In the night, a merrow attack comes. The fishmen toss a fear elemental in the middle of the safehold, and twelve elves are killed by the fear until Cavan, guided by Eily, shoots the beast down. Eily herself has a vision during the attack, one of meeting Ehroe on the top of one of Callem's towers, in which she sees that there is no light behind the world, no mysterious Ally that could be summoned by the Cloudbreaker, and that the journey to get the Cloudbreaker was what gave the elves hope, rather than the artifact itself. During it, she sleepwalks and she almost falls down from the safehold, but she's saved by Cavan.

Ehroe returns and receives the report of casualties and losses. He and Cavan set out to retrieve the Cloudbreaker from the lake. Ehroe pours the cramoisy extract into the lake, and soon it is full of bloated, dead merrow. When the water clears, the elves swim and retrieve a rag-wrapped object from a chest in a submerged house. Callem arrives, enraged about the poisoned river. The elves run, leaving the empty chest behind. When Callem realizes that the chest is empty, he howls with frustration. Then he turns to the elves and somberly notes that "dark things of the world are coming." Cavan confronts Ehroe about knowing about the Cloudbreaker all the time. Ehroe explains that the hope was what kept the elves going out and trying to save as much as possible. With the Cloudbreaker in his arms, the hope is suddenly more real...or not. Cavan, however, says that Ehroe went too far in this mystification, and strangles him with a leather strap.
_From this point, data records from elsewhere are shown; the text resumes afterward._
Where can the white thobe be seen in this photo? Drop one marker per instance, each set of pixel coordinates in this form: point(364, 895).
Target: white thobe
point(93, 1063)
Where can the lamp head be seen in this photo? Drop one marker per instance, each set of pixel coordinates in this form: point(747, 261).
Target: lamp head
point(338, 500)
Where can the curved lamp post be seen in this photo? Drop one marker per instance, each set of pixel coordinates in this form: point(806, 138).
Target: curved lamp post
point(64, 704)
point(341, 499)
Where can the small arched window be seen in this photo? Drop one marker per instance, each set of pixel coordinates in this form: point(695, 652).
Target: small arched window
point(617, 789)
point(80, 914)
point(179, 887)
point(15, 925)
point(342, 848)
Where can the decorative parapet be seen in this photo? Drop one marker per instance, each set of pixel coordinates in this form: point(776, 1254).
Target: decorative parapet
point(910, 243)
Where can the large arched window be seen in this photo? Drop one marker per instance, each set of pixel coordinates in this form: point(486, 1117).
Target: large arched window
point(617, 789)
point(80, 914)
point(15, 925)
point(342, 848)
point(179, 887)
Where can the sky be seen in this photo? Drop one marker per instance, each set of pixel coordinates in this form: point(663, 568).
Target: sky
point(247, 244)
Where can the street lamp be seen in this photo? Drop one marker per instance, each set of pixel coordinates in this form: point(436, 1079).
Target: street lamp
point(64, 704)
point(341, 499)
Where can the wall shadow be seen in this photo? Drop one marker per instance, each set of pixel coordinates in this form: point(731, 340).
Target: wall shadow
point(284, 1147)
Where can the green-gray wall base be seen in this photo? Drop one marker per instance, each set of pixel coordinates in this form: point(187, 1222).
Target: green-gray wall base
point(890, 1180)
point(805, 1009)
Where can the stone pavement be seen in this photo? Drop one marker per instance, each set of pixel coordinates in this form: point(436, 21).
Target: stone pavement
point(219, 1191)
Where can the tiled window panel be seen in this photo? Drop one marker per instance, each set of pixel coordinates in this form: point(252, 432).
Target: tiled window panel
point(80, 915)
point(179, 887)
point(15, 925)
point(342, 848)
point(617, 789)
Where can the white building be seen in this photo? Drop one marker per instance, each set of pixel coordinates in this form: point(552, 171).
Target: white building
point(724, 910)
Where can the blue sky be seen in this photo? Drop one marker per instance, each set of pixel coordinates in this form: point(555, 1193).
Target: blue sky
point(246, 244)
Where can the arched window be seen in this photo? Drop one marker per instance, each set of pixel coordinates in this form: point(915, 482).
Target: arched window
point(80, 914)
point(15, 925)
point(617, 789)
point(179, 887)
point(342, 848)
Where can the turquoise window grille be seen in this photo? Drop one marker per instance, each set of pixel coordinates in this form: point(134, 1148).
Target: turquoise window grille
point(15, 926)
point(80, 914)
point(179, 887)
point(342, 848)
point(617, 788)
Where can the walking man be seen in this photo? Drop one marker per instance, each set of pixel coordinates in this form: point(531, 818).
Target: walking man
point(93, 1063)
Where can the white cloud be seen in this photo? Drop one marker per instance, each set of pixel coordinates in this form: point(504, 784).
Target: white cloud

When the dawnglow is spent, Eily leaves the safehold, and a while after, the safehold is attacked by treefolk, scath, and spriggan. Eily sees Cavan approaching, and he tells her about the 'breaker, and shows it to her. However, he says that the elves have fallen from grace, that their pure intentions of preserving the beauty were manipulated, that they did many bad things, like killing a whole lake of merrow with cramoisy. Ehroe, by his actions, made the elves a true part of the dark, corrupted Shadowmoor. Cavan cannot stand it anymore. He refuses to use the breaker, saying that they are not worthy anymore of its help. He expresses his love to Eily. She asks what to do. If they cast the Cloudbreaker back into the water, they could resume Ehroe's game, continuing to live in a lie. Looking at the burning safehold, Cavan kisses Eily, and then drives his dagger into her belly. Then he mounts his cervin and rides to embrace the dark things of the world, that are coming.